First pitch: fastball on the outside corner, a called strike. Wow, great location, I barely saw it. I stepped out of the box, gave myself a pep talk, stepped in again. Next pitch, same result. The bat never moved from my shoulder; the ball was on me too quick. Okay, the count was 0-2. No way was I going down looking. I choked up, reminded myself, fast to the ball, fast to the ball.
Joe Ausanio wound up, dropped down, and threw a sidearm curveball. A laredo, as David Cone used to call it. It started at my head and fell off the table, landing in the lower outside zone of the plate. I swung blindly, wildly, and missed the ball by as much as a ball could be missed. And I mean that mathematically. It would have been impossible to miss it by more than I missed that pitch. I was outmatched and outclassed by a former New York Yankee. No contest. None.
And I didn’t mind in the least. It was a privilege.
After the game, the two teams hung out around the coolers, had a beer and some laughs, talked the game over. It turned out that Joe Ausanio was a great guy, likable, modest, born in Kingston. At the time, he worked in some capacity with the Tampa Bay Devil Rays (as they were called at the time), still hoping to catch on with a team. Joe still had his fastball, he said. Yes, I nodded, he still had his fastball.

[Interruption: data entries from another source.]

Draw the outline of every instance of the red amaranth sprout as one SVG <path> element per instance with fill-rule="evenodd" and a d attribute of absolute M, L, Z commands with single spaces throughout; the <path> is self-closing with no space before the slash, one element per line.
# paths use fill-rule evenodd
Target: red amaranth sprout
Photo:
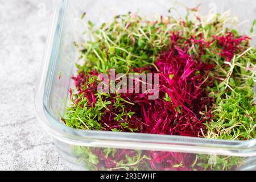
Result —
<path fill-rule="evenodd" d="M 233 58 L 234 55 L 237 53 L 240 49 L 240 44 L 243 41 L 248 41 L 251 38 L 246 36 L 242 36 L 236 38 L 232 32 L 228 32 L 226 35 L 217 36 L 213 36 L 217 41 L 217 44 L 222 48 L 221 52 L 219 53 L 220 56 L 226 59 L 228 61 Z"/>

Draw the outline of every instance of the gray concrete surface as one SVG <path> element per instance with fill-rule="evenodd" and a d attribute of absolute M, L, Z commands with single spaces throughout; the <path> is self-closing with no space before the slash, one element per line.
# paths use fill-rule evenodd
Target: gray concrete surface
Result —
<path fill-rule="evenodd" d="M 0 0 L 0 170 L 67 169 L 34 109 L 36 77 L 49 26 L 47 14 L 42 16 L 38 5 L 49 6 L 51 1 Z M 211 2 L 221 3 L 193 2 L 200 1 L 205 3 L 207 11 Z M 226 9 L 231 8 L 250 20 L 256 18 L 254 1 L 229 2 Z"/>
<path fill-rule="evenodd" d="M 65 170 L 34 97 L 49 18 L 46 1 L 0 0 L 0 170 Z"/>

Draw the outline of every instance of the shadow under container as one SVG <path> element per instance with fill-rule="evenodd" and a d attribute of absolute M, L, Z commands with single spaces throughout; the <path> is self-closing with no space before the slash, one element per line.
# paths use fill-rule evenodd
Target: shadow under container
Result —
<path fill-rule="evenodd" d="M 237 7 L 235 1 L 224 1 L 224 5 L 232 10 L 232 7 Z M 250 19 L 255 17 L 253 10 L 255 5 L 250 1 L 245 1 L 247 7 L 250 7 L 250 3 L 253 4 L 250 7 L 251 13 L 249 9 L 245 10 L 246 14 L 243 14 L 242 5 L 240 7 L 242 10 L 234 13 L 240 15 L 242 19 Z M 200 2 L 199 1 L 179 2 L 184 2 L 189 7 L 196 6 Z M 97 26 L 109 22 L 115 15 L 129 11 L 136 12 L 138 10 L 140 14 L 148 18 L 153 18 L 156 15 L 165 15 L 174 4 L 168 0 L 59 0 L 55 2 L 35 105 L 39 120 L 53 136 L 61 161 L 68 168 L 72 170 L 256 170 L 256 139 L 231 141 L 180 136 L 82 131 L 68 127 L 63 123 L 58 112 L 64 113 L 64 102 L 68 101 L 68 89 L 73 86 L 71 78 L 75 74 L 75 62 L 79 56 L 73 42 L 81 42 L 85 39 L 82 36 L 85 26 L 80 19 L 81 15 L 86 12 L 87 15 L 84 22 L 90 20 L 96 22 Z M 217 1 L 213 5 L 220 7 L 220 1 Z M 203 13 L 208 13 L 210 5 L 209 1 L 204 1 L 201 5 Z M 184 8 L 177 8 L 177 11 L 185 14 Z M 245 27 L 243 26 L 242 29 Z"/>

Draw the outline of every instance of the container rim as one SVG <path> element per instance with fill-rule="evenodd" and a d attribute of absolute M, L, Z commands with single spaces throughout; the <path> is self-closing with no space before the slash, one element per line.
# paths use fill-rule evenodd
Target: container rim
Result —
<path fill-rule="evenodd" d="M 125 147 L 148 150 L 177 151 L 241 156 L 256 156 L 256 139 L 249 140 L 210 139 L 189 136 L 141 133 L 86 131 L 68 127 L 57 121 L 45 104 L 51 74 L 56 60 L 65 10 L 68 0 L 58 0 L 52 14 L 51 26 L 42 63 L 35 97 L 36 115 L 43 126 L 55 139 L 74 145 Z"/>

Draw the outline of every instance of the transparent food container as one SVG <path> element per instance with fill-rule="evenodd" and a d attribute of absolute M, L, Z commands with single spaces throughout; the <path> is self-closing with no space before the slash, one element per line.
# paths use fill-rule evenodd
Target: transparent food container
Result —
<path fill-rule="evenodd" d="M 201 2 L 179 2 L 192 7 Z M 256 17 L 254 1 L 202 2 L 200 11 L 203 14 L 230 9 L 241 22 L 249 20 L 240 26 L 242 31 L 250 30 Z M 68 101 L 68 89 L 73 86 L 71 77 L 76 73 L 75 63 L 79 56 L 73 42 L 81 42 L 85 39 L 83 22 L 90 20 L 98 25 L 109 22 L 117 15 L 138 10 L 140 15 L 153 18 L 166 15 L 175 3 L 168 0 L 63 0 L 55 2 L 35 105 L 38 118 L 54 138 L 61 160 L 68 168 L 72 170 L 256 169 L 256 139 L 232 141 L 82 131 L 63 123 L 58 112 L 63 113 L 64 101 Z M 178 6 L 177 9 L 180 15 L 174 16 L 185 15 L 184 7 Z M 82 21 L 80 18 L 85 12 L 86 19 Z M 252 42 L 254 46 L 255 40 Z M 106 158 L 110 159 L 106 160 Z M 152 158 L 158 160 L 152 163 Z"/>

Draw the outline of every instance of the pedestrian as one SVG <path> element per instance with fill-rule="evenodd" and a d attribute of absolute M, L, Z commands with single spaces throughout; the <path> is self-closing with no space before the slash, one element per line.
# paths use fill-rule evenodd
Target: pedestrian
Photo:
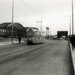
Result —
<path fill-rule="evenodd" d="M 21 43 L 21 36 L 18 36 L 19 44 Z"/>

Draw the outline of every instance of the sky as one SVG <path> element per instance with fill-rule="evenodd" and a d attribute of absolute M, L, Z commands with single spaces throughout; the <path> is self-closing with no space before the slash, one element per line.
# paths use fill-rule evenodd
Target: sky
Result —
<path fill-rule="evenodd" d="M 73 5 L 75 10 L 74 0 Z M 72 25 L 72 0 L 14 0 L 13 7 L 14 22 L 24 27 L 42 27 L 43 31 L 49 27 L 50 35 L 69 31 L 70 22 Z M 4 22 L 12 22 L 12 0 L 0 0 L 0 24 Z"/>

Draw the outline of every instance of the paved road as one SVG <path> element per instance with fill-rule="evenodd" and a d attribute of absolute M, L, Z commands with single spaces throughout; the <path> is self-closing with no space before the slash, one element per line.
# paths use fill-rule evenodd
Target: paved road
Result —
<path fill-rule="evenodd" d="M 68 42 L 0 47 L 0 75 L 73 75 Z"/>

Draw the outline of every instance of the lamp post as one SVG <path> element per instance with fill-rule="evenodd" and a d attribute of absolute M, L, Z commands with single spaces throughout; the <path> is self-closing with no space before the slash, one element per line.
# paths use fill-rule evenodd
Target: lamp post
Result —
<path fill-rule="evenodd" d="M 72 35 L 74 34 L 74 13 L 73 13 L 73 0 L 72 0 Z"/>
<path fill-rule="evenodd" d="M 37 21 L 37 23 L 41 23 L 40 30 L 42 30 L 42 17 L 41 17 L 41 21 Z"/>
<path fill-rule="evenodd" d="M 14 16 L 14 0 L 12 0 L 12 43 L 13 43 L 13 16 Z"/>

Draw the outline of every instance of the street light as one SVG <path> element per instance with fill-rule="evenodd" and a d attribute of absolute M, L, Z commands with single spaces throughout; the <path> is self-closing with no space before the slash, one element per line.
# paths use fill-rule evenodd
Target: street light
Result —
<path fill-rule="evenodd" d="M 69 17 L 69 35 L 71 35 L 71 16 L 65 16 L 65 17 Z"/>
<path fill-rule="evenodd" d="M 73 13 L 73 0 L 72 0 L 72 35 L 74 34 L 74 13 Z"/>
<path fill-rule="evenodd" d="M 41 21 L 37 21 L 37 23 L 41 23 L 40 30 L 42 30 L 42 17 L 41 17 Z"/>
<path fill-rule="evenodd" d="M 13 43 L 13 16 L 14 16 L 14 0 L 12 0 L 12 43 Z"/>

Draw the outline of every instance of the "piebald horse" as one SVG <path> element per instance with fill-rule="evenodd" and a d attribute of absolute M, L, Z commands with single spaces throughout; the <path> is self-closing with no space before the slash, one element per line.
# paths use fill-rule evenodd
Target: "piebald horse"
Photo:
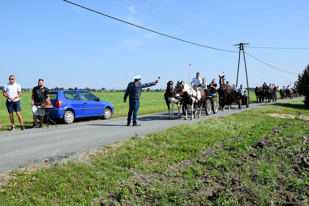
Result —
<path fill-rule="evenodd" d="M 268 99 L 268 103 L 270 102 L 271 99 L 272 99 L 273 102 L 274 101 L 272 89 L 270 88 L 267 85 L 264 85 L 263 86 L 263 91 L 265 92 L 265 103 L 268 103 L 267 99 Z"/>
<path fill-rule="evenodd" d="M 225 101 L 227 101 L 227 105 L 229 106 L 228 109 L 231 108 L 231 96 L 234 96 L 234 92 L 232 91 L 232 88 L 230 86 L 225 84 L 224 83 L 224 75 L 220 77 L 219 83 L 220 84 L 220 87 L 218 89 L 218 94 L 219 95 L 219 103 L 220 106 L 220 110 L 222 110 L 222 111 L 224 111 L 225 106 Z"/>
<path fill-rule="evenodd" d="M 192 120 L 193 117 L 193 106 L 195 106 L 196 108 L 194 118 L 195 118 L 196 116 L 198 106 L 200 108 L 198 118 L 200 118 L 202 107 L 204 106 L 205 104 L 205 92 L 204 90 L 201 87 L 191 88 L 184 82 L 178 81 L 175 87 L 175 90 L 177 93 L 180 93 L 183 97 L 183 104 L 185 107 L 186 111 L 184 119 L 187 119 L 188 109 L 191 108 L 192 115 L 190 120 Z"/>
<path fill-rule="evenodd" d="M 174 82 L 173 81 L 169 81 L 167 83 L 167 86 L 166 87 L 166 92 L 164 94 L 164 99 L 165 99 L 166 105 L 167 106 L 167 109 L 168 109 L 168 119 L 171 119 L 171 114 L 170 112 L 170 104 L 171 106 L 172 110 L 172 120 L 174 119 L 174 103 L 176 104 L 178 107 L 178 117 L 181 117 L 181 105 L 182 104 L 182 100 L 180 100 L 177 99 L 180 96 L 180 95 L 176 94 L 173 88 L 173 84 Z"/>

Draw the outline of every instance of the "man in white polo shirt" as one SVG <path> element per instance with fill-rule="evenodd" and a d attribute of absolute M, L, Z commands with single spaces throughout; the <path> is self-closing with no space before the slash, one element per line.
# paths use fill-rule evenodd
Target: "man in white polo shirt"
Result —
<path fill-rule="evenodd" d="M 196 73 L 196 77 L 194 77 L 192 79 L 191 82 L 191 86 L 194 87 L 195 88 L 201 87 L 201 84 L 202 82 L 202 79 L 199 78 L 200 73 L 197 72 Z"/>
<path fill-rule="evenodd" d="M 25 129 L 23 124 L 23 118 L 21 117 L 20 111 L 21 111 L 19 105 L 19 98 L 21 96 L 21 88 L 20 85 L 15 83 L 15 77 L 11 75 L 9 77 L 10 82 L 6 84 L 3 89 L 3 95 L 6 98 L 6 108 L 10 114 L 10 120 L 12 124 L 12 127 L 9 130 L 12 131 L 15 130 L 14 124 L 14 117 L 13 112 L 15 111 L 18 117 L 18 120 L 21 125 L 20 127 L 22 130 Z"/>

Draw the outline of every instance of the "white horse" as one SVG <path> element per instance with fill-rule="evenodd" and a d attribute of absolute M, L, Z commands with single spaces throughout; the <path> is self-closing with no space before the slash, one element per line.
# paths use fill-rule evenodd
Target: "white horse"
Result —
<path fill-rule="evenodd" d="M 164 94 L 164 99 L 165 99 L 166 105 L 167 106 L 167 109 L 168 109 L 168 119 L 171 119 L 171 114 L 170 112 L 170 103 L 171 106 L 172 110 L 172 120 L 174 119 L 174 106 L 175 103 L 178 107 L 178 117 L 181 117 L 181 106 L 182 104 L 182 100 L 180 101 L 178 99 L 180 96 L 179 93 L 176 93 L 174 92 L 173 88 L 173 81 L 169 81 L 167 82 L 167 86 L 166 87 L 166 92 Z"/>
<path fill-rule="evenodd" d="M 187 119 L 188 116 L 188 110 L 191 109 L 191 119 L 193 117 L 193 107 L 195 106 L 195 112 L 194 113 L 194 118 L 196 116 L 197 112 L 197 106 L 199 106 L 200 114 L 198 118 L 201 117 L 201 113 L 202 111 L 202 107 L 204 106 L 205 101 L 205 92 L 200 87 L 191 88 L 188 84 L 183 81 L 177 82 L 175 87 L 175 91 L 178 93 L 181 93 L 183 97 L 183 103 L 185 107 L 186 113 L 184 119 Z"/>

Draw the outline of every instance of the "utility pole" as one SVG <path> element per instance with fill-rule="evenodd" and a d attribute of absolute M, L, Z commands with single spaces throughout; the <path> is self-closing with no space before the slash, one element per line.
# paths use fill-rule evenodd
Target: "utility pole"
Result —
<path fill-rule="evenodd" d="M 240 61 L 240 52 L 242 50 L 243 53 L 243 60 L 245 61 L 245 68 L 246 69 L 246 77 L 247 79 L 247 88 L 248 88 L 248 95 L 249 96 L 249 99 L 250 99 L 250 96 L 249 95 L 249 85 L 248 83 L 248 74 L 247 73 L 247 67 L 246 65 L 246 59 L 245 58 L 245 52 L 243 50 L 243 45 L 246 44 L 244 44 L 243 43 L 239 43 L 239 44 L 235 44 L 233 46 L 239 46 L 239 56 L 238 57 L 238 68 L 237 70 L 237 79 L 236 80 L 236 87 L 237 86 L 237 84 L 238 83 L 238 74 L 239 72 L 239 63 Z"/>

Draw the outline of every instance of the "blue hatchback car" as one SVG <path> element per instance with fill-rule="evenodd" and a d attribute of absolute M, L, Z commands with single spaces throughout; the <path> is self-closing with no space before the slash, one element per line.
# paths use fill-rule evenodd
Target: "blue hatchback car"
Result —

Needless to say, the Hummingbirds won the game. Joe struck out the next batter, but then something wonderful happened. My teammate and friend Ron Smaka drove a line drive into RF for a clean single. Ausanio was stunned; this kind of thing did not happen often. He struck out the next batter and the game was done.
When I wrote Six Innings, I had to name 24 players, plus coaches, parents, friends, etc. I remembered Joe Ausanio — it was a lifetime experience for me, though I did hit against another former Major Leaguer in a tournament, an older guy who used to pitch for the A’s back in the ’70s, with somewhat better results — so I decided to use his name in my book. He’s a minor character on the opposing Gas & Electric-sponsored team. During a tense moment in the game, Ausanio throws a guy out at the plate with a rocket from center field. Here’s the scene (pages 102-103):
Ausanio fires from shallow center, the ball skips once on the grass to catcher Travis Green.
“Hit it! Hit it! Slide!” a cacophony of voices cry.
Scooter slides. Green catches the ball and sweeps the tag across Scooter’s cleats.
“Out!” the home-plate umpire yells.
In that instant, everything freezes, a DVD on pause, then explodes into action. Both teams, the fans, the coaches — shouting, cheering, hooting, protesting — every emotion galvanized at once, a kinetic charge of energy rising up through the five layers of the earth’s atmosphere, their cries and dreams climbing from troposphere to exosphere, soaring into the velvet void of deepest space. A roar that happens on Little League fields every day, in every town, city, state, and country all over the world, from Logansport to Osaka, San Cristobal to Little Rock. The sound the game makes when it is played passionately, with young hearts.
My best, and thanks for asking. Are you related to him?